Der Film arbeitet Beckenbauers Leben strikt chronologisch ab. Man sieht wenig Neues, alles wurde schon mal gezeigt: Wie er für die Werbung Suppe löffelt, wie er singt, wie er zu den Wagner-Festspielen reist. Der Einfluss seiner Frauen, die alle elf Jahre wechselten (bis auf Heidi, die letzte Beziehung).

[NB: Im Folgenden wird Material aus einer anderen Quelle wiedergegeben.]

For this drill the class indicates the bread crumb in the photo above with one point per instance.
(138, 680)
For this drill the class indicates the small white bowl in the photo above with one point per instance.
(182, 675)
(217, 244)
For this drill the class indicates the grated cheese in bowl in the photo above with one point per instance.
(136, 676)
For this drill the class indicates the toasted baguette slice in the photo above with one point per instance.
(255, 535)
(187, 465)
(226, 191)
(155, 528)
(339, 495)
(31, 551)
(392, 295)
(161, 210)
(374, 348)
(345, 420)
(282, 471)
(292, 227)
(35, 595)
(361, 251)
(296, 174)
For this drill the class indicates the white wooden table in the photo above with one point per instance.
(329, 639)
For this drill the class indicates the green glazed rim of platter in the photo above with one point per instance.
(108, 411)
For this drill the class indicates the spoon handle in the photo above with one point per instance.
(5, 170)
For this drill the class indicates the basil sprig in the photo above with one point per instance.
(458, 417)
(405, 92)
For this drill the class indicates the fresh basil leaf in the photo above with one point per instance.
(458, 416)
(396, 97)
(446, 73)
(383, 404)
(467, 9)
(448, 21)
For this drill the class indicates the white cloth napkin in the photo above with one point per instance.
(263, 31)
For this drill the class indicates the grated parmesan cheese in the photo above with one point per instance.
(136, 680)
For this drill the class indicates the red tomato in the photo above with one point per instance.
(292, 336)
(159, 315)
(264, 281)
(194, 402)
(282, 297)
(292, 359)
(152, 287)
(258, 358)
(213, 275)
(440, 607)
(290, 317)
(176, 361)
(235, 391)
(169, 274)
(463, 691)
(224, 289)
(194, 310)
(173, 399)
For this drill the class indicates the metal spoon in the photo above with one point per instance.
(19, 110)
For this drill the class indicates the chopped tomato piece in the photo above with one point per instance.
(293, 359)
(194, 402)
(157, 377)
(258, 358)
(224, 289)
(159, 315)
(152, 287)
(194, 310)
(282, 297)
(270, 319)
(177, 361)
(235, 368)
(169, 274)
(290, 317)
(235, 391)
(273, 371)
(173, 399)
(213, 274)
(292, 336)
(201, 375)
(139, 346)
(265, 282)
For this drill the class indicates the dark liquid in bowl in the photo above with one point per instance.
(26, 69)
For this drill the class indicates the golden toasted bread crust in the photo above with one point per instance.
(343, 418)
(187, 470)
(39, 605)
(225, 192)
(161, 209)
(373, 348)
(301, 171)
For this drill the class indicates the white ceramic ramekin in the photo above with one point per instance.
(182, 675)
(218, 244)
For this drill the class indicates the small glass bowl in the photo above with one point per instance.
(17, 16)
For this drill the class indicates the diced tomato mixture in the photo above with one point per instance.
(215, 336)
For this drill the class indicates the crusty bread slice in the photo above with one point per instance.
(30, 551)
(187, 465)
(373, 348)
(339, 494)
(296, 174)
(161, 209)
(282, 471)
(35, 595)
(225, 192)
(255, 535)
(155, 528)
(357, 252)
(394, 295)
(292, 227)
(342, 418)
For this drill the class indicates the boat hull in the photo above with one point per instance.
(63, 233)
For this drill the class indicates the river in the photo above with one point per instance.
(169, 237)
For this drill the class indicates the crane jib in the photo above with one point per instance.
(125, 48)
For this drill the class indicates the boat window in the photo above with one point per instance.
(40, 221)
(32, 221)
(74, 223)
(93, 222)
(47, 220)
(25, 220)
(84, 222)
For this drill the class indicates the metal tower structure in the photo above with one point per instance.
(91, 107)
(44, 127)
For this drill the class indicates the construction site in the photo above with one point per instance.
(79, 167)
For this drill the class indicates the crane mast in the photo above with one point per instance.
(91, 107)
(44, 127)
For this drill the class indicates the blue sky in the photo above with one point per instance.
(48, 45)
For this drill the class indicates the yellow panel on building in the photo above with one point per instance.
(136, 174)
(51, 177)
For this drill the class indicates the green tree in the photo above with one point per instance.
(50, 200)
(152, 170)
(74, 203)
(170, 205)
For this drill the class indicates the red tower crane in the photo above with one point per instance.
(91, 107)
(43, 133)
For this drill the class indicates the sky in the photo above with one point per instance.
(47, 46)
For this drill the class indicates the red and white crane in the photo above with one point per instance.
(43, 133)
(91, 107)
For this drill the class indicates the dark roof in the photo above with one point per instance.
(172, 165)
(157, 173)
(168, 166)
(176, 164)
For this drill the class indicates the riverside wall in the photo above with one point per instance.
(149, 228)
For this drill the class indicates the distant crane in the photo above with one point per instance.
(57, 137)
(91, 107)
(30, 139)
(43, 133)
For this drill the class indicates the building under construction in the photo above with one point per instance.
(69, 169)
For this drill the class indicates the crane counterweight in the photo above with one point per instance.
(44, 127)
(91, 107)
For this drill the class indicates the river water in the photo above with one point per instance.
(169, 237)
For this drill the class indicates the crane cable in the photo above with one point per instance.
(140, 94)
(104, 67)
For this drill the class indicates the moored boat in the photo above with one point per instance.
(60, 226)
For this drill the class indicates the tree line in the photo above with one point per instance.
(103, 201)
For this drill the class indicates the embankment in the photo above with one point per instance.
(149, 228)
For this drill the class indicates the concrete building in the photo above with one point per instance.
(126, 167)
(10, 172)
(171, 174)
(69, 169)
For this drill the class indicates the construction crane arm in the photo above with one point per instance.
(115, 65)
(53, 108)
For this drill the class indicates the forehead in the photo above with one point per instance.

Wie Diane Sandmann als Freundin, die die erste Ehe mit Brigitte zerstörte, öffentlich wahrgenommen wurde, erzählt sie mit präziser Offenheit: „Meine Gemüsefrau hat mir nichts mehr verkauft – weil einer Hure verkauft man nichts.“

Der Film erzählt auch ein wenig von der Geschichte der Bundesrepublik. Von der Prüderie – und wie sie einer Weltoffenheit weicht. Es wird nicht langweilig, die Story fließt mit ihren vielen Wiedererkennungs-Elementen dahin. Aber die Musik nervt. Ein permanent fetzender Helden-Soundtrack – auch dort, wo der Film Stille bräuchte.

Und – was steht nun am Ende, was ist das Resümee dieses filmischen Porträts? Der Dramatiker Albert Ostermaier, der rund um die WM 2006 dem Mainstream durch seine Beschäftigung mit Fußball bekannt wurde, sagt: „Die Schönheit, wie er den Ball am Fuß hat, sollte bleiben.“ So wird es wohl kommen, der Film „Beckenbauer“ geht nicht entschieden über den Was-sonst-noch-war-Pflichtteil hinaus.